Soudan
A pied ou en voiture, sur des routes jonchées de cadavres et de blindés calcinés, des milliers de Soudanais tentent de passer sous les tirs croisés des FSR du général Mohamed Hamdane Daglo, dit "Hemedti", et de l'armée que dirige le général Abdel Fattah al-Burhane, aux commandes depuis leur putsch conjoint de 2021.
La communauté internationale ne cesse d'appeler au dialogue depuis le début des hostilités samedi. Mais les deux hommes, lancés dans une lutte désormais "existentielle" selon les experts, restent sourds aux appels au cessez-le-feu ou au moins à une trêve temporaire pour évacuer les civils des quartiers les plus dangereux.
Malgré tout, alors que les combats connaissent parfois de brèves accalmies, le plus souvent le temps de recharger des munitions ou de se déplacer de quelques rues, chaque jour des grappes de familles sont parvenues à sortir de la capitale.

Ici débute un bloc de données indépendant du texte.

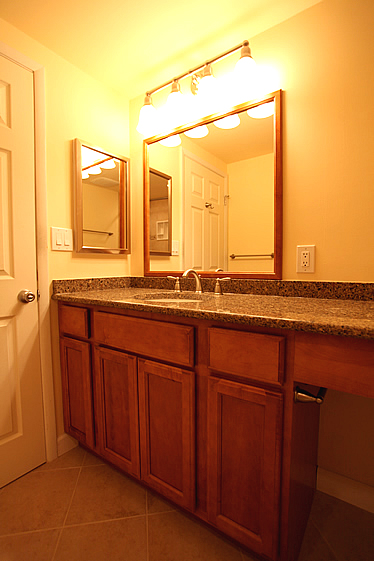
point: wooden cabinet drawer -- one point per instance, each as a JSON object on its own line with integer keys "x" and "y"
{"x": 74, "y": 321}
{"x": 249, "y": 355}
{"x": 164, "y": 341}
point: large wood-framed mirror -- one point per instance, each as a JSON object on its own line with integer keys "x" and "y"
{"x": 227, "y": 195}
{"x": 102, "y": 219}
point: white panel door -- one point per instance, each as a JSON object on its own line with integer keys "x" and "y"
{"x": 204, "y": 217}
{"x": 22, "y": 445}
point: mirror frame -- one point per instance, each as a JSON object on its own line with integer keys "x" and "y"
{"x": 124, "y": 202}
{"x": 278, "y": 189}
{"x": 170, "y": 182}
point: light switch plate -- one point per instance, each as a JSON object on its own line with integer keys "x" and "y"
{"x": 62, "y": 239}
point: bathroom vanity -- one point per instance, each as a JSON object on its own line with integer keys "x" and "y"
{"x": 195, "y": 398}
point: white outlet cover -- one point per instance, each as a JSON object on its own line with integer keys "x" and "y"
{"x": 312, "y": 258}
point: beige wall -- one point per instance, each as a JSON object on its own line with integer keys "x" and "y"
{"x": 323, "y": 57}
{"x": 76, "y": 107}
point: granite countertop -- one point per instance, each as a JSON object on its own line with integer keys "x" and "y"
{"x": 353, "y": 318}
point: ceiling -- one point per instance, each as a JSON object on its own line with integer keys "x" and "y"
{"x": 134, "y": 45}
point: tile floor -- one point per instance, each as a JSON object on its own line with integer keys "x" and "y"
{"x": 80, "y": 509}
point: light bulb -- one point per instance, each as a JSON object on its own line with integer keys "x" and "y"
{"x": 197, "y": 132}
{"x": 207, "y": 92}
{"x": 229, "y": 122}
{"x": 95, "y": 170}
{"x": 108, "y": 164}
{"x": 261, "y": 111}
{"x": 245, "y": 75}
{"x": 171, "y": 141}
{"x": 175, "y": 109}
{"x": 147, "y": 118}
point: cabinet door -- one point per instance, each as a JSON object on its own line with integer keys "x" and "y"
{"x": 77, "y": 390}
{"x": 244, "y": 443}
{"x": 167, "y": 430}
{"x": 116, "y": 398}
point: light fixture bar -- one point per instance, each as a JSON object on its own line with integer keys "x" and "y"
{"x": 190, "y": 72}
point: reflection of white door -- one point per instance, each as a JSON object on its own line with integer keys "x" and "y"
{"x": 204, "y": 217}
{"x": 22, "y": 446}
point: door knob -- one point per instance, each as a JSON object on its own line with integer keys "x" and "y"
{"x": 26, "y": 296}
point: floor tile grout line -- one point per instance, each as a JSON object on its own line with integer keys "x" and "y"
{"x": 26, "y": 532}
{"x": 67, "y": 512}
{"x": 91, "y": 522}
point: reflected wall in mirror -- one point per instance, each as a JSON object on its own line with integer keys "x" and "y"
{"x": 160, "y": 230}
{"x": 101, "y": 200}
{"x": 227, "y": 194}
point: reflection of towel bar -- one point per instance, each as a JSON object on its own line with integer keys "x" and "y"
{"x": 99, "y": 232}
{"x": 271, "y": 255}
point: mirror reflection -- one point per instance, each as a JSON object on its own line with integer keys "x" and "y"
{"x": 226, "y": 208}
{"x": 159, "y": 212}
{"x": 102, "y": 223}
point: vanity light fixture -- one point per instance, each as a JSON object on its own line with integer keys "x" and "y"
{"x": 204, "y": 86}
{"x": 229, "y": 122}
{"x": 261, "y": 111}
{"x": 171, "y": 141}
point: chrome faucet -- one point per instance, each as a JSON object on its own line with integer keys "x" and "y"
{"x": 199, "y": 288}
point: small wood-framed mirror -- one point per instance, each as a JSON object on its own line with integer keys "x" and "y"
{"x": 102, "y": 220}
{"x": 160, "y": 216}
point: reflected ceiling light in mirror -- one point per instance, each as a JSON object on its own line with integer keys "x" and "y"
{"x": 197, "y": 132}
{"x": 171, "y": 141}
{"x": 175, "y": 110}
{"x": 94, "y": 170}
{"x": 261, "y": 111}
{"x": 229, "y": 122}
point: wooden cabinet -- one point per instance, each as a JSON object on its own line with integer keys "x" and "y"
{"x": 167, "y": 430}
{"x": 77, "y": 390}
{"x": 244, "y": 447}
{"x": 116, "y": 400}
{"x": 159, "y": 398}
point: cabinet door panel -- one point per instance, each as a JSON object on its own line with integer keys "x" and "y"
{"x": 117, "y": 409}
{"x": 167, "y": 431}
{"x": 77, "y": 390}
{"x": 244, "y": 427}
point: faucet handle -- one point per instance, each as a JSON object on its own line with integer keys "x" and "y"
{"x": 177, "y": 286}
{"x": 218, "y": 288}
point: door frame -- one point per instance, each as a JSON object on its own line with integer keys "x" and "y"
{"x": 44, "y": 320}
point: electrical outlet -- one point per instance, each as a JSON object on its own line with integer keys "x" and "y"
{"x": 305, "y": 258}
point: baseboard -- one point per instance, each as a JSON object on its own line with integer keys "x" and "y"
{"x": 65, "y": 443}
{"x": 345, "y": 489}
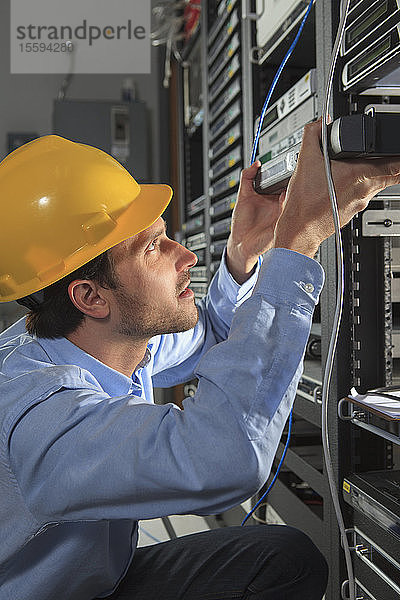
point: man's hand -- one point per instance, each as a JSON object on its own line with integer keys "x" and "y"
{"x": 253, "y": 223}
{"x": 306, "y": 220}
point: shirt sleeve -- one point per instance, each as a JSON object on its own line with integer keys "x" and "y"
{"x": 81, "y": 455}
{"x": 177, "y": 355}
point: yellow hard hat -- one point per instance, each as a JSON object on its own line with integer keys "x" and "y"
{"x": 63, "y": 204}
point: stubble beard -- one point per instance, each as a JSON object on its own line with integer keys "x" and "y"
{"x": 144, "y": 321}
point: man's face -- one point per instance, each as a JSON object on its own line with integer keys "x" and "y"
{"x": 154, "y": 274}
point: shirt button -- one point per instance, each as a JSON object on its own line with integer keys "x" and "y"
{"x": 309, "y": 287}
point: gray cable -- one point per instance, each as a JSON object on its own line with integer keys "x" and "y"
{"x": 339, "y": 304}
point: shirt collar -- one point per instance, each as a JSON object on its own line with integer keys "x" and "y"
{"x": 62, "y": 351}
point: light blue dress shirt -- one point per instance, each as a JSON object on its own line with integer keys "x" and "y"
{"x": 85, "y": 453}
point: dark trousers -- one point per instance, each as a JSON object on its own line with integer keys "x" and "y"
{"x": 266, "y": 562}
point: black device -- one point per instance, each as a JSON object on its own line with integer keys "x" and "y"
{"x": 368, "y": 135}
{"x": 365, "y": 135}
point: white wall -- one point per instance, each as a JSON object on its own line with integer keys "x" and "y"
{"x": 26, "y": 100}
{"x": 26, "y": 104}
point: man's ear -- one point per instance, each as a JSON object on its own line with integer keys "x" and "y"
{"x": 87, "y": 296}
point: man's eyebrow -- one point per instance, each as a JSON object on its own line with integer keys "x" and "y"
{"x": 150, "y": 235}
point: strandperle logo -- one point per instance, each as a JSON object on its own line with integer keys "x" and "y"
{"x": 84, "y": 31}
{"x": 80, "y": 36}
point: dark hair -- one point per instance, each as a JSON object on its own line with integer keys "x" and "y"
{"x": 57, "y": 316}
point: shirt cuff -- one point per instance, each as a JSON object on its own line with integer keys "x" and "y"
{"x": 290, "y": 277}
{"x": 235, "y": 292}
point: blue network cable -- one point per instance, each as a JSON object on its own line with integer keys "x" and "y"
{"x": 275, "y": 81}
{"x": 276, "y": 474}
{"x": 253, "y": 157}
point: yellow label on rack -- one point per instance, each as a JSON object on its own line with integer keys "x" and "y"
{"x": 346, "y": 486}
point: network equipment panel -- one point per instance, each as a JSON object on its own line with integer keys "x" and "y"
{"x": 277, "y": 18}
{"x": 371, "y": 45}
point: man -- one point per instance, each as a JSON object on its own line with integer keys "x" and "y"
{"x": 85, "y": 453}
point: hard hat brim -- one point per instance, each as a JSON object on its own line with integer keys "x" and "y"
{"x": 148, "y": 205}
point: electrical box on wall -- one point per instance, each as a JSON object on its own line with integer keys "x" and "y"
{"x": 118, "y": 128}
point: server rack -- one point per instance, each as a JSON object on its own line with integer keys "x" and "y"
{"x": 371, "y": 306}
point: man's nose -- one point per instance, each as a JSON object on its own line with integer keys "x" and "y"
{"x": 187, "y": 258}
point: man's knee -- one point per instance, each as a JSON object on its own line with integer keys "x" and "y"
{"x": 294, "y": 558}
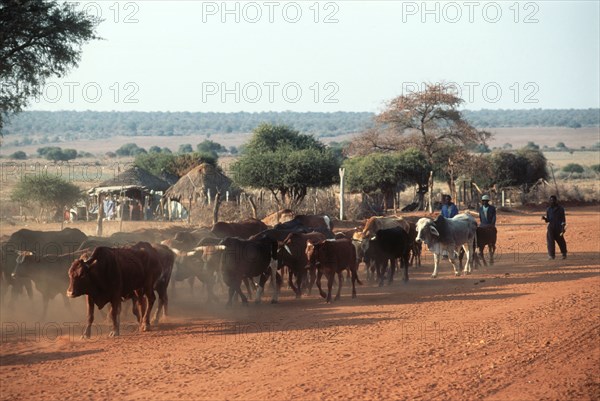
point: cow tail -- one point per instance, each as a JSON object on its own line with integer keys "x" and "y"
{"x": 355, "y": 275}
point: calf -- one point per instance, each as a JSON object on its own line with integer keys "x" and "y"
{"x": 291, "y": 253}
{"x": 331, "y": 257}
{"x": 246, "y": 259}
{"x": 109, "y": 275}
{"x": 387, "y": 246}
{"x": 167, "y": 260}
{"x": 486, "y": 235}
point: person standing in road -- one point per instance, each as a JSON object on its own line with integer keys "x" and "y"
{"x": 449, "y": 209}
{"x": 487, "y": 213}
{"x": 555, "y": 217}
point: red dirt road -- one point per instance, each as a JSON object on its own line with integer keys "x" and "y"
{"x": 524, "y": 329}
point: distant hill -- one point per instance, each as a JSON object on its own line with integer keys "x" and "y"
{"x": 59, "y": 126}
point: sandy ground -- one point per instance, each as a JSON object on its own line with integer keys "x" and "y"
{"x": 524, "y": 329}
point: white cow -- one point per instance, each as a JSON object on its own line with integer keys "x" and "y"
{"x": 449, "y": 235}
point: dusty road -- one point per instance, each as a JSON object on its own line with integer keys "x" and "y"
{"x": 524, "y": 329}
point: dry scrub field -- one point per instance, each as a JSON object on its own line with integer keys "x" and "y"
{"x": 524, "y": 329}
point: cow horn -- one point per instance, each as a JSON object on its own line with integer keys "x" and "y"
{"x": 215, "y": 247}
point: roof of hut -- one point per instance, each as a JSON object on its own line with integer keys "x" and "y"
{"x": 197, "y": 181}
{"x": 135, "y": 177}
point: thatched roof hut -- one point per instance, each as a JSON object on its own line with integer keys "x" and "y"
{"x": 202, "y": 181}
{"x": 134, "y": 179}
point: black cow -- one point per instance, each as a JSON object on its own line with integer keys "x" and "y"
{"x": 166, "y": 259}
{"x": 486, "y": 236}
{"x": 49, "y": 273}
{"x": 246, "y": 259}
{"x": 331, "y": 257}
{"x": 202, "y": 262}
{"x": 110, "y": 275}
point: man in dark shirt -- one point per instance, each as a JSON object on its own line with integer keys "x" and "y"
{"x": 487, "y": 212}
{"x": 555, "y": 217}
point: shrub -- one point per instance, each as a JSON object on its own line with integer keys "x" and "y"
{"x": 19, "y": 155}
{"x": 573, "y": 168}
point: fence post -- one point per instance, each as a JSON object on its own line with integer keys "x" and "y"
{"x": 342, "y": 172}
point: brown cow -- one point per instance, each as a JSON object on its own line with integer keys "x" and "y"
{"x": 167, "y": 260}
{"x": 291, "y": 253}
{"x": 331, "y": 257}
{"x": 244, "y": 229}
{"x": 110, "y": 275}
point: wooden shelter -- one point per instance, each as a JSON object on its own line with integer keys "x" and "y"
{"x": 200, "y": 186}
{"x": 133, "y": 186}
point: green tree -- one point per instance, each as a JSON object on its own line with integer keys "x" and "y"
{"x": 573, "y": 168}
{"x": 428, "y": 120}
{"x": 47, "y": 191}
{"x": 509, "y": 169}
{"x": 19, "y": 155}
{"x": 535, "y": 165}
{"x": 130, "y": 149}
{"x": 178, "y": 164}
{"x": 532, "y": 145}
{"x": 386, "y": 173}
{"x": 185, "y": 148}
{"x": 208, "y": 146}
{"x": 38, "y": 39}
{"x": 285, "y": 162}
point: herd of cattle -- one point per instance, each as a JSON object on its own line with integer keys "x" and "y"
{"x": 121, "y": 267}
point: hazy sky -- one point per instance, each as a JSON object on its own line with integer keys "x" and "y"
{"x": 330, "y": 56}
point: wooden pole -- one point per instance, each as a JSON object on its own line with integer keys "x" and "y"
{"x": 216, "y": 208}
{"x": 342, "y": 173}
{"x": 100, "y": 215}
{"x": 430, "y": 192}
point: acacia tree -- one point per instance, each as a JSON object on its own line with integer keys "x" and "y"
{"x": 386, "y": 173}
{"x": 38, "y": 39}
{"x": 285, "y": 162}
{"x": 47, "y": 191}
{"x": 428, "y": 120}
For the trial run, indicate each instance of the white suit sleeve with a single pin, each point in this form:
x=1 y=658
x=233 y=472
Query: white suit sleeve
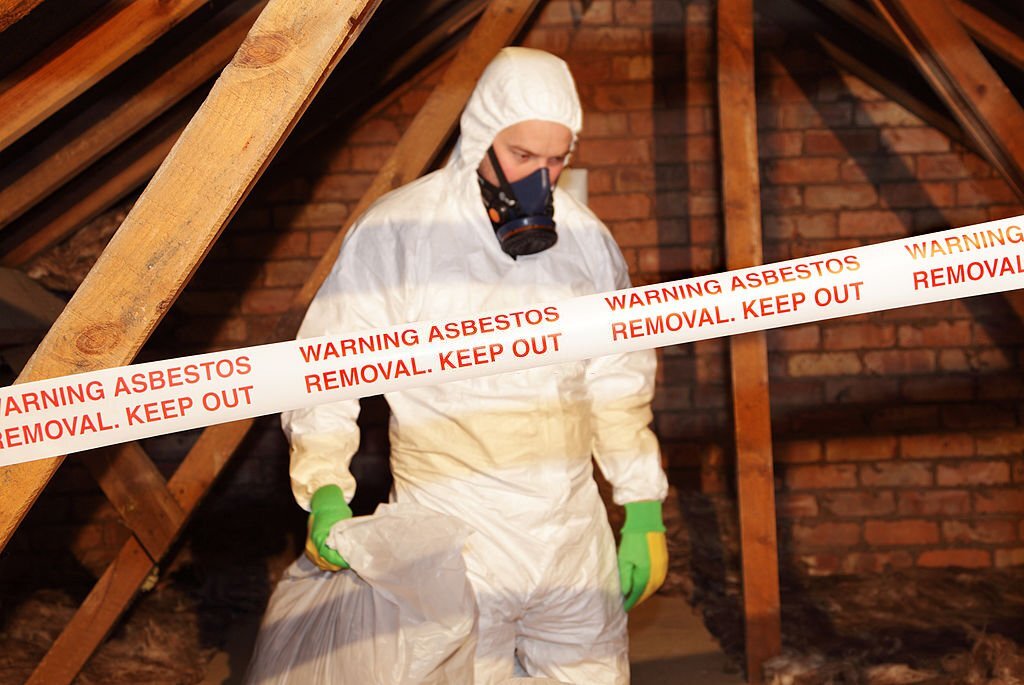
x=622 y=387
x=324 y=438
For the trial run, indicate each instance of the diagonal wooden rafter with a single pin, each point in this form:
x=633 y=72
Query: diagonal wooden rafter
x=137 y=161
x=81 y=141
x=1003 y=40
x=62 y=73
x=418 y=147
x=749 y=353
x=132 y=165
x=948 y=58
x=11 y=11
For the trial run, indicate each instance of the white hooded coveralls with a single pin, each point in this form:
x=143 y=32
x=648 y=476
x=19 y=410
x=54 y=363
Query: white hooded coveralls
x=510 y=455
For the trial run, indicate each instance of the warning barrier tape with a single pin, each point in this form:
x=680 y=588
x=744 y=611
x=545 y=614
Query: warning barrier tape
x=85 y=411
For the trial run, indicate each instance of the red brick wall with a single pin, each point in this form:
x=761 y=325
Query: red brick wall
x=898 y=434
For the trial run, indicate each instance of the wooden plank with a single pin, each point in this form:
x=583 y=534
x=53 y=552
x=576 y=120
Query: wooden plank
x=94 y=132
x=749 y=358
x=93 y=621
x=894 y=90
x=138 y=494
x=216 y=444
x=252 y=108
x=133 y=166
x=46 y=84
x=11 y=11
x=1001 y=39
x=963 y=78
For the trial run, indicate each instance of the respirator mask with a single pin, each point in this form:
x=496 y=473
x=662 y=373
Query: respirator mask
x=521 y=212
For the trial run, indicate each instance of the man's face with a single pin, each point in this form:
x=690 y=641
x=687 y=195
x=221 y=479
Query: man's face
x=526 y=146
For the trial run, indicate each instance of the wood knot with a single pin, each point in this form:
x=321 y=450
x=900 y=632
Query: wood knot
x=262 y=49
x=98 y=339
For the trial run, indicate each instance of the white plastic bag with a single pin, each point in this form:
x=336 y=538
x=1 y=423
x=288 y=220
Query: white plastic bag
x=404 y=614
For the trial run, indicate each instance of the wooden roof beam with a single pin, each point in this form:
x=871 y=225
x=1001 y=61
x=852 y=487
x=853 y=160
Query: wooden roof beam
x=136 y=163
x=950 y=60
x=70 y=68
x=11 y=11
x=749 y=352
x=996 y=36
x=894 y=90
x=132 y=166
x=419 y=145
x=211 y=169
x=97 y=130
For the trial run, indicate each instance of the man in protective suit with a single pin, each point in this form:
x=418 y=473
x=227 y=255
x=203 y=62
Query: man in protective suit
x=509 y=455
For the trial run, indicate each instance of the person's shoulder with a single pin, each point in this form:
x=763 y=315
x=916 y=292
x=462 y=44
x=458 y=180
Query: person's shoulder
x=408 y=200
x=395 y=213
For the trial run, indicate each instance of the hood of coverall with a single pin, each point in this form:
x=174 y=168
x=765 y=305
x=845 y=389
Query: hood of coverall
x=519 y=84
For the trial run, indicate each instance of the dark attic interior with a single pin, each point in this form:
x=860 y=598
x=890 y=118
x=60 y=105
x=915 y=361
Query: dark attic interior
x=846 y=496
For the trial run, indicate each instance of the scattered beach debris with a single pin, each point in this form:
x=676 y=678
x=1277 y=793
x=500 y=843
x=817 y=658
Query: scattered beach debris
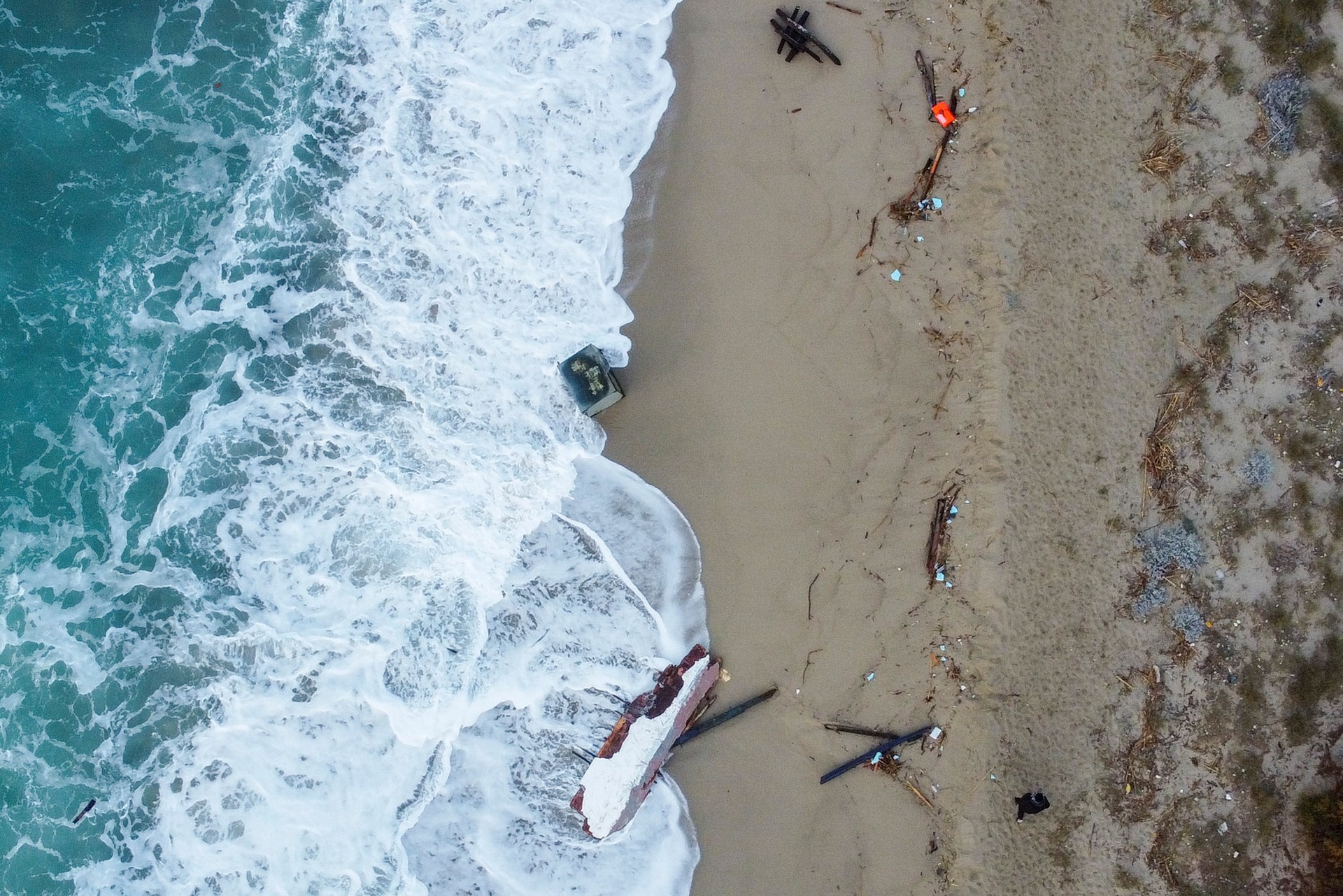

Car la vie n'y est plus tenable depuis samedi: l'électricité et l'eau courante ont disparu, et ne reviennent en certains endroits que quelques heures à peine, et les balles perdues transpercent régulièrement un mur ou une fenêtre. Pire, parfois une bombe venue du ciel réduit un immeuble ou un hôpital à un tas de gravats.
Déjà lundi soir, l'ONU recensait près de 200 morts, plus de 1.800 blessés, et tous les médecins le répètent, aucun bilan n'est fiable tant le champ de bataille est dangereux: de nombreux corps et de nombreux blessés n'ont pas encore été trouvés.
- Pénuries -
Les combats ont déjà fait fermer sept hôpitaux à Khartoum, rapportent des médecins. La plupart des autres ne peuvent plus opérer: parce qu'ils n'ont plus de matériel, parce que des combattants les occupent ou parce que les soignants, pris sous les tirs, n'ont pas pu prendre leur poste.
Quant aux stocks de nourriture, traditionnellement limités dans un pays où l'inflation est en temps normal à trois chiffres, ils ne font que fondre et plus aucun camion d'approvisionnement n'est entré dans la capitale depuis samedi.
Dans un pays de 45 millions d'habitants où la faim touche plus d'un tiers de la population, humanitaires et diplomates disent ne plus pouvoir travailler: trois employés du Programme alimentaire mondial (PAM) ont été tués au Darfour (ouest) et l'ONU dénonce "des pillages, des attaques et des violences sexuelles contre des humanitaires".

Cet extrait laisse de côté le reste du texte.